Apparemment le cervelet est atteint. Mais ça pourrait encore se régéné…
- Je
comprends. Dans le cas contraire il faut combien de temps pour que…
- Douze
à dix-huit mois.
Il
mit son manteau, il le boutonna avec des gestes fermes. Le médecin sauta
pour l’aider avec prévenance. Tout en parlant beaucoup et
rapidement.
- Bon,
je ne sais pas… En tant que médecin j’aurais tendance
à t’encourager… en tant que soldat, je ne peux pas
intervenir… Si tu envisages une sottise… Ôte-toi ça de
la tête… À quoi bon ? Mais si tu insistes…

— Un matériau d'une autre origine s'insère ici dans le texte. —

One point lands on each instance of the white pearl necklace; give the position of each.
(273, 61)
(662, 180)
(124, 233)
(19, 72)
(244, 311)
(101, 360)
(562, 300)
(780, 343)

Attends au moins un jour ou deux… On a toujours des affaires à
régler… Des gens à qui penser…
- Lâche,
faux cul…, râla-t-il en dévalant les escaliers à se
faire monter le sang à
Il
fulminait, il secouait son poing.
- Il
jouissait de cette situation… un homme objectif… un médecin
qui n’est pas dégoûté mais qui comprend si je suis
dégoûté de moi-même…
Il
s’arrêta en haletant.
- Il
jouissait… il a joui… il en a rajouté… il a
probablement menti… pour que le moment soit solennel… lui,
l’homme bien portant… et moi…
Il
repartit, il se parlait à haute voix, il gesticulait.
- Il
a exagéré… il a sûrement exagéré…
pour que je le croie infaillible… Il a toujours été
vaniteux et narcissique… Saloperie inhumaine… De quoi
s’agit-il au juste ?
Sans
s’en rendre compte il déambula dans des rues
étrangères de faubourgs inconnus. Ses pensées galopaient,
il perdit la notion du temps. Il fomenta fiévreusement de grands
projets, il était toute excitation, résolution amère et
violente. Il stoppa devant un grand immeuble jaune. Une lourde odeur
d’iode lui frappa les narines. Cela le fit revenir à lui. Il
blêmit et se mit à trembler, il dut s’adosser au mur. Une
sueur froide envahit son front.
Il
était tard dans la nuit, plus personne dans les rues. Un bec de gaz
chuintait non loin, près d’une chapelle. Le mur jaune et morne de
l’hôpital crachait un froid humide entre ses épaules. Lentement,
silencieusement il glissa à terre contre le mur et resta ainsi, assis
dans la rue, adossé au mur de l’hôpital, la tête
soutenue par ses deux mains moites.
Dedans,
au-delà des murs jaunes, de misérables mortels halètent,
couverts de plaies. Sous des pansements et des compresses iodées, des
viscères ouverts, des visages coupés, des crânes
trépanés. Des pestiférés répugnants que la
santé débordante et profuse a pris en pitié et qui de son
superflu leur a jeté une paille pour qu’ils tentent de s’y
accrocher. Et ils s’y accrochent – ne traînent-ils pas
à terre, à plat ventre, avec des morceaux de cales en bois dans
les mains, ces mendiants amputés des jambes, pour lever des yeux
suppliants sur les passants ? J’ai encore mon estomac, donnez-moi
quelque chose pour le remplir. Et le bien portant s’apitoie et donne.
Il
tâta ses membres : il avait encore ses jambes. Dans la chapelle, une
cloche fêlée, ensommeillée, tinta.
III
Le
médecin se retourna, surpris, quand, dans cette aube bleue et maladive,
quelqu’un le toucha doucement au bras. Il allait tourner pour franchir la
porte de l’hôpital.
- Qu’est-ce
que c’est ?… C’est toi ? Tu m’as attendu ici,
dans la rue, toute la nuit ?… Comment savais-tu que
j’arriverais tôt le matin ?
L’autre
acquiesça. Il fixa sur lui des yeux hagards, fiévreux, sans
colère. Il tremblait d’un tremblement silencieux, monotone.
- Je
voulais te demander de me faire hospitaliser… Si cela ne t’ennuie
pas… Je veux essayer cette cure… Un an et demi… Si
j’arrête tout… Ça marchera peut-être…
Le
médecin ne sut que répondre. L’autre afficha un air
inquiet, puis entama vite et avidement un discours, comme pour vouloir couper
court à toute objection dubitative.
- Ça
m’est revenu, ce que j’ai lu de cette chose… Ne nie pas,
toi-même tu m’en as parlé… de ces nouvelles
théories selon lesquelles le résultat de toute cure dépend
du suivi consciencieux… Et que oui, il existe des cas de chance… Je
serai très consciencieux… Attends… J’ai pensé
à tous les détails. D’heure en heure… Dans mon mode
de vie. Le matin je me traite… L’après-midi je trouverai un
boulot…
Il
se ragaillardit, ses yeux papillonnaient vite et anxieusement.
- Oh…
Mon programme est tout prêt… Tu verras… Si je décide
de m’occuper sérieusement de quelque chose… Tu verras…
Je ne suis pas n’importe qui…
Il
éclata de rire, d’un rire bizarre et enfantin, d’une voix
tranchante et fausse, claquant des dents, ses yeux anxieux toujours suspendus
sur le médecin : pourquoi ne riait-il pas ?
Celui-ci
ne sut que répondre. Il lui fit signe de le suivre.